En pleine forêt amazonienne au Brésil, les scientifiques ont découvert plus de 450 géoglyphes mystérieux dont certains ressemblent à Stonehenge. Leur rôle reste à l’heure actuelle inconnu mais ils suggèrent que la forêt a été exploitée bien plus tôt qu’on ne pensait par les autochtones.
La forêt amazonienne a longtemps été considérée comme l’une des plus préservées de la planète avant que la déforestation ne s’y attaque. Pourtant, il semblerait que l’homme ait commencé à la modifier bien plus tôt qu’on ne pensait. C’est du moins ce que suggèrent des découvertes récemment réalisées dans l’Etat de l’Acre dans la partie ouest de l’Amazonie brésilienne. L’an passé, des scientifiques britanniques et brésiliens ont envoyé des drones survoler cette région et ont réussi à mettre en évidence l’existence de centaines de géoglyphes.
Ces grandes figures géométriques tracées au sol sont restées cachées pendant des siècles parmi les arbres avant d’être révélées peu à peu par la déforestation galopante dès les années 1980. Au total, les chercheurs en ont dénombré plus de 450 couvrant une surface d’environ 13 000 kilomètres carrés. Certains sont de simples tracés tandis que d’autres empruntent des formes plus complexes ressemblant au célèbre monument Stonehenge construit il y a plus de 3 000 ans au Royaume-Uni.
Une forêt pas si vierge
Pour en savoir plus, l’équipe de scientifiques a analysé des échantillons de sol provenant de deux des sites afin de reconstruire quelque 6.000 ans d’histoire de la forêt environnante. Cette étude a permis de déterminer que les motifs auraient au moins 2 000 ans et remonteraient probablement aux alentours de l’an zéro. « Le fait que ces sites sont restés cachés pendant des siècles sous une forêt tropicale mature remet vraiment en question l’idée selon laquelle les forêts amazoniennes sont des écosystèmes vierges », a expliqué dans un communiqué Jennifer Watling, scientifique du Musée d’archéologie et d’ethnographie de l’Université de São Paulo et principal auteur de l’étude parue dans la revue Proceedings of the National Academy of Sciences.
Après la découverte des motifs, « nous avons immédiatement voulu savoir si la région était déjà arborée quand les géoglyphes ont été construits », a confié le Dr Watling. Et il semblerait que c’était bien le cas, ce qui suggère que bien avant l’arrivée des Européens en Amérique, les sociétés indigènes avaient déjà pour habitude de défricher et d’altérer le paysage amazonien.
Des structures au rôle mystérieux
En reconstruisant l’histoire de la forêt, les scientifiques en sont arrivés à la conclusion que celle-ci s’est retrouvée dominée par du bambou pendant au moins 6 000 ans.
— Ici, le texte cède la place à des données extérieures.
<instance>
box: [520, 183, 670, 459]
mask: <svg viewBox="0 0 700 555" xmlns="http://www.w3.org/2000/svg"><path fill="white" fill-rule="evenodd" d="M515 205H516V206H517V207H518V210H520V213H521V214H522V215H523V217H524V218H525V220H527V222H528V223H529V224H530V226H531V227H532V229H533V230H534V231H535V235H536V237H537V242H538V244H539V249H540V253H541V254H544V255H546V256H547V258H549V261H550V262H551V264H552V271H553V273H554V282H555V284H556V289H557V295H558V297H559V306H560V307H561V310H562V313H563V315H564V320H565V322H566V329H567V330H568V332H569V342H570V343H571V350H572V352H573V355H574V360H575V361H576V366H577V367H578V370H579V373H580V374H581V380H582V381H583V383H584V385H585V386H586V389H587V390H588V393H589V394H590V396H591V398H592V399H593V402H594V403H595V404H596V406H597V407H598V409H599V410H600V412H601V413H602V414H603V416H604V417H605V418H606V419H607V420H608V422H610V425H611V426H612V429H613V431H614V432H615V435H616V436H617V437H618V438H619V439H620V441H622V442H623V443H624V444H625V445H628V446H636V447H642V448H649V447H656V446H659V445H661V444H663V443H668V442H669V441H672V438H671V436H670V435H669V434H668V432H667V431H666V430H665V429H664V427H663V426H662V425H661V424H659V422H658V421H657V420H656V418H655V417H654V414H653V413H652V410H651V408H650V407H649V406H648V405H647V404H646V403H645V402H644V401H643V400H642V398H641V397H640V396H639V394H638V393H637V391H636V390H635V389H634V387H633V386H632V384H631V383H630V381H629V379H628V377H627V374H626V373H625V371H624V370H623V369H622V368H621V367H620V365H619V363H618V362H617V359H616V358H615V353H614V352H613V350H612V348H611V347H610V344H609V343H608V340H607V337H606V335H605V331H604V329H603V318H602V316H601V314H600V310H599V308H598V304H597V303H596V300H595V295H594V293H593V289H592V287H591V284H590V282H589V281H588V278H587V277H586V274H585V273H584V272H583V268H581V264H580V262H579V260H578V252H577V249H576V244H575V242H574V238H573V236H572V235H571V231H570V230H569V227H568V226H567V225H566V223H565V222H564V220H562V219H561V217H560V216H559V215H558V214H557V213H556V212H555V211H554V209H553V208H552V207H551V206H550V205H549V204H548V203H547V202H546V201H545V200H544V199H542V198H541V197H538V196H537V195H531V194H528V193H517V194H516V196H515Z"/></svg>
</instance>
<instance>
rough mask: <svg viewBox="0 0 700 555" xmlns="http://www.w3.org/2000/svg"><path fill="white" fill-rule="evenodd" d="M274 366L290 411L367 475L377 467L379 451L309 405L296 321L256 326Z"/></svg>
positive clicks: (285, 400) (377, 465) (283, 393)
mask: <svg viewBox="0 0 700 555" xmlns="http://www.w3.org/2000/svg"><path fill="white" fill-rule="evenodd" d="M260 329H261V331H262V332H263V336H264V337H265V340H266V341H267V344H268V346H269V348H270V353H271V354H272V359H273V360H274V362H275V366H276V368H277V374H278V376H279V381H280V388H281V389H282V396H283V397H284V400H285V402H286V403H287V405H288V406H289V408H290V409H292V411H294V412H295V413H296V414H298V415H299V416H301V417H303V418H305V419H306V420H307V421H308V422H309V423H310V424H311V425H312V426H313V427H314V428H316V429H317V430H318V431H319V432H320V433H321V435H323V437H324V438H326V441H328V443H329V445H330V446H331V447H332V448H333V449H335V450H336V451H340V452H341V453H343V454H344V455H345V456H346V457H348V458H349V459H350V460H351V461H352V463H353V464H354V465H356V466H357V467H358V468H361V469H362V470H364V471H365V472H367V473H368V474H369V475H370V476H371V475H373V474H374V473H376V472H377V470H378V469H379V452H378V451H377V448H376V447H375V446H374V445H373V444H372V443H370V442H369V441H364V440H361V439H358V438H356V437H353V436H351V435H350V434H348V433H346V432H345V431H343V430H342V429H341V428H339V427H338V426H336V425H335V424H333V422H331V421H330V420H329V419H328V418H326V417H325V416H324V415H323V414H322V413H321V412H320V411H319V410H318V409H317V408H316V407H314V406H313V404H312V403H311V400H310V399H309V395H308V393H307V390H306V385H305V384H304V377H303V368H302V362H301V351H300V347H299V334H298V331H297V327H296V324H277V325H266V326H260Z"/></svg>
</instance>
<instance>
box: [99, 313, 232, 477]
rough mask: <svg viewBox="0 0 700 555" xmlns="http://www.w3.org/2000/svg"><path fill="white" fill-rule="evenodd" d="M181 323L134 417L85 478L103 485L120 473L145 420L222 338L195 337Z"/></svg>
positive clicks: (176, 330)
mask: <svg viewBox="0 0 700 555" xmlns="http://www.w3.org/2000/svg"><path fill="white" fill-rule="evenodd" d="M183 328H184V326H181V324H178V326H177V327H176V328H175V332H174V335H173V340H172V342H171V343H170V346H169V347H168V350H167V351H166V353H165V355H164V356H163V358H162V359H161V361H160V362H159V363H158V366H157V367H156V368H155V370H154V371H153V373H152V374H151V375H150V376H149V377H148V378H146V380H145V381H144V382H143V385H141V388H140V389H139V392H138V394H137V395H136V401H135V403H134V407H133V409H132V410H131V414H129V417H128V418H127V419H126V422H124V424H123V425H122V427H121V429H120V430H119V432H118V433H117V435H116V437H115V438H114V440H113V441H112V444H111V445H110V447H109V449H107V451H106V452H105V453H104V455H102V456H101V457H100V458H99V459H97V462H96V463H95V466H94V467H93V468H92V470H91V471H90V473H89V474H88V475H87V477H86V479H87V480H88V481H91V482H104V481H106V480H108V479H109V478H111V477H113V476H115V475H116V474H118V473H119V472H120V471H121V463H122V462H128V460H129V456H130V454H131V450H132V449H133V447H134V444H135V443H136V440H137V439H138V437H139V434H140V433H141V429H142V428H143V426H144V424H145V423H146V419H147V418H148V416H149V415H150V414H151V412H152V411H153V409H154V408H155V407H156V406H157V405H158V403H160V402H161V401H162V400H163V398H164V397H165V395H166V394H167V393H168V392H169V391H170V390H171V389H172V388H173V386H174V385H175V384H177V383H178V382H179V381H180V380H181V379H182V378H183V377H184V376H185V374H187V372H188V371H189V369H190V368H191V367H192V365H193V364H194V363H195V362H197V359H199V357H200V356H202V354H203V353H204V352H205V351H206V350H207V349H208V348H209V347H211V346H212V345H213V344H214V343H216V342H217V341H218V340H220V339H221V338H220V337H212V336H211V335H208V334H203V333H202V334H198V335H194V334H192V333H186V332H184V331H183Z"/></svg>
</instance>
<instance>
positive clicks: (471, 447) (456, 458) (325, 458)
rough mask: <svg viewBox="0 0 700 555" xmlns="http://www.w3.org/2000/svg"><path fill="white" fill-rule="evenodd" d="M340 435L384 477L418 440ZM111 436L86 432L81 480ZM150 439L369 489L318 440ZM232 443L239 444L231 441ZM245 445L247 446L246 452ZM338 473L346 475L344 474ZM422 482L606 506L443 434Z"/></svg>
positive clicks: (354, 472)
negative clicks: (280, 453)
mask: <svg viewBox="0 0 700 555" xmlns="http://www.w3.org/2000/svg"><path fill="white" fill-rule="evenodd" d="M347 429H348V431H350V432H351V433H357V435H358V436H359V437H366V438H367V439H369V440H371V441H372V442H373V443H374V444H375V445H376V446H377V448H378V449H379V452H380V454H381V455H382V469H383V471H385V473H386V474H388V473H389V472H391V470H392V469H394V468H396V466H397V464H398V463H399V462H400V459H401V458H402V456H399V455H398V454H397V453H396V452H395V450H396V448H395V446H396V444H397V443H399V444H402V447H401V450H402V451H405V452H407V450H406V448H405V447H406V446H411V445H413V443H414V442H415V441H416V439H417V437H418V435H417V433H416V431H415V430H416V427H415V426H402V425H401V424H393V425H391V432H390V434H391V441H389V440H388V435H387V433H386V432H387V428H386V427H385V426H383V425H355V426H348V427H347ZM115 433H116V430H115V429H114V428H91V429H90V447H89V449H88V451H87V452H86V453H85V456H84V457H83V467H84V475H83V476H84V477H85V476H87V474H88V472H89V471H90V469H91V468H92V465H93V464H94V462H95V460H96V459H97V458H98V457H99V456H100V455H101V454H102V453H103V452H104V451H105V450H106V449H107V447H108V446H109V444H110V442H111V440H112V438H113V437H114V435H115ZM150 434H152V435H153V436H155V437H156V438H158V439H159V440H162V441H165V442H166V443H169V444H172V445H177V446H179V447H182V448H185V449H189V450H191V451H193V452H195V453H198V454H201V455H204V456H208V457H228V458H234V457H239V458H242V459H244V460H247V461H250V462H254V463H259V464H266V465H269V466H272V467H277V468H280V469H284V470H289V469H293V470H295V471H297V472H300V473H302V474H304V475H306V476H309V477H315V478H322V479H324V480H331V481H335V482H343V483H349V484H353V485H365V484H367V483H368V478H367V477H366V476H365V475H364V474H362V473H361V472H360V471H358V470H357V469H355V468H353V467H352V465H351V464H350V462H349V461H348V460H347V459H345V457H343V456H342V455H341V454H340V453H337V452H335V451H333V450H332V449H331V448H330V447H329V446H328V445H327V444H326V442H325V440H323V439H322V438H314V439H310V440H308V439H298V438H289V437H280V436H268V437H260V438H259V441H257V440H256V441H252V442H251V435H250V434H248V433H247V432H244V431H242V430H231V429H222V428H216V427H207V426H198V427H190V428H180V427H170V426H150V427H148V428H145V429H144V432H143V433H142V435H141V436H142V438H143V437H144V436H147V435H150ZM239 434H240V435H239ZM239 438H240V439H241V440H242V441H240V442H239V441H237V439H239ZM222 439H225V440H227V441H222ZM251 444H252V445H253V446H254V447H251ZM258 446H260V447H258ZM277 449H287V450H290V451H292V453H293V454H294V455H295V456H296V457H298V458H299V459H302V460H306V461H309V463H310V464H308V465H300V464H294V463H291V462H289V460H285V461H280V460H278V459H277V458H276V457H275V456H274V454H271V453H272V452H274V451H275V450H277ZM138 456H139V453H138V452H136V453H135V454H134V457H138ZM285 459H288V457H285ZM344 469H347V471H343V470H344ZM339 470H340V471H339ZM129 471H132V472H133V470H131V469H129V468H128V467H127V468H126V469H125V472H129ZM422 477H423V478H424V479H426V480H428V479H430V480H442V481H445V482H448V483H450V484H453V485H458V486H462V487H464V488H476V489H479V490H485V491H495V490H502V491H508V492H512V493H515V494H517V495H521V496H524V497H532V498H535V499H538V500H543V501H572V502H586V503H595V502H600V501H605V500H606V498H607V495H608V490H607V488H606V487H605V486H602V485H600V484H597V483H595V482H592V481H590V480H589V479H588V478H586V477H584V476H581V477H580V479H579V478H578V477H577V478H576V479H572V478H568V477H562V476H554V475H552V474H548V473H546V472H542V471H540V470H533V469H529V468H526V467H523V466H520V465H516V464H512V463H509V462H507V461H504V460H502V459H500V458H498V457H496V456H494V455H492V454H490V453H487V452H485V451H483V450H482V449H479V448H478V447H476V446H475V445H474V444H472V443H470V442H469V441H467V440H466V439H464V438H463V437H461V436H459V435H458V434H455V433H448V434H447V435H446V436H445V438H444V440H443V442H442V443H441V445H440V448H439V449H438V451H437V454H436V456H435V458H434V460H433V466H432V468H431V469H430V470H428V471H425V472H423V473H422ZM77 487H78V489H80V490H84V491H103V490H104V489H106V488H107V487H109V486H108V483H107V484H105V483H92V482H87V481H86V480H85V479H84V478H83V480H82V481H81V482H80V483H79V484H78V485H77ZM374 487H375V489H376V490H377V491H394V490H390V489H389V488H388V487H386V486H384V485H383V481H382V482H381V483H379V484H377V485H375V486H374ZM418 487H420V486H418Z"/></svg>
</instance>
Les premiers humains eux, seraient arrivés il y a environ 4 000 ans et auraient commencé à altérer la forêt, permettant aux palmiers de se multiplier au détriment des bambous. Plus tard, il y a entre 2 300 et 1 400 ans, de petites clairières auraient été créées dans la forêt de façon temporaire pour concevoir les géoglyphes. Dans quel but ? Ceci reste à l’heure actuelle une véritable énigme pour les spécialistes.
D’après eux, les motifs ne représenteraient pas les restes de villages, étant donné que les fouilles ont mis en évidence très peu d’artéfacts. Leur arrangement indique également qu’ils n’auraient pas été construits dans un objectif défensif. Au vu des analyses de sol, « il est probable que les géoglyphes étaient utilisés pour des fonctions similaires aux enceintes néolithiques, autrement dit comme des sites rituels de rassemblement public », à l’instar de Stonehenge, a indiqué le Dr Watling.
Un exemple pour des alternatives durables
Bien que cette découverte démontre que les humains altèrent la forêt depuis bien plus longtemps qu’on ne pensait, l’équipe souligne que les activités de l’époque n’ont rien à voir avec celles qui impactent aujourd’hui durement la forêt amazonienne et ont fait disparaître en quatre décennies 20% de sa surface au Brésil. « Malgré le grand nombre et la densité des sites de géoglyphes dans la région, nous pouvons être certains que les forêts de l’Acre n’ont jamais été défrichées de façon aussi étendue, ou aussi longtemps, qu’elles ne le sont depuis ces dernières années », a relevé l’archéologue. « Notre découverte […] ne doit pas être citée comme justification aux pratiques actuelles destructrices et non durables. » Au contraire, pour les spécialistes, cette découverte démontre que les activités humaines en Amazonie ne sont pas nécessairement synonymes de dégradation de la forêt. Ces anciennes pratiques pourraient ainsi servir d’exemple afin de mettre en place des alternatives plus durables et moins destructrices.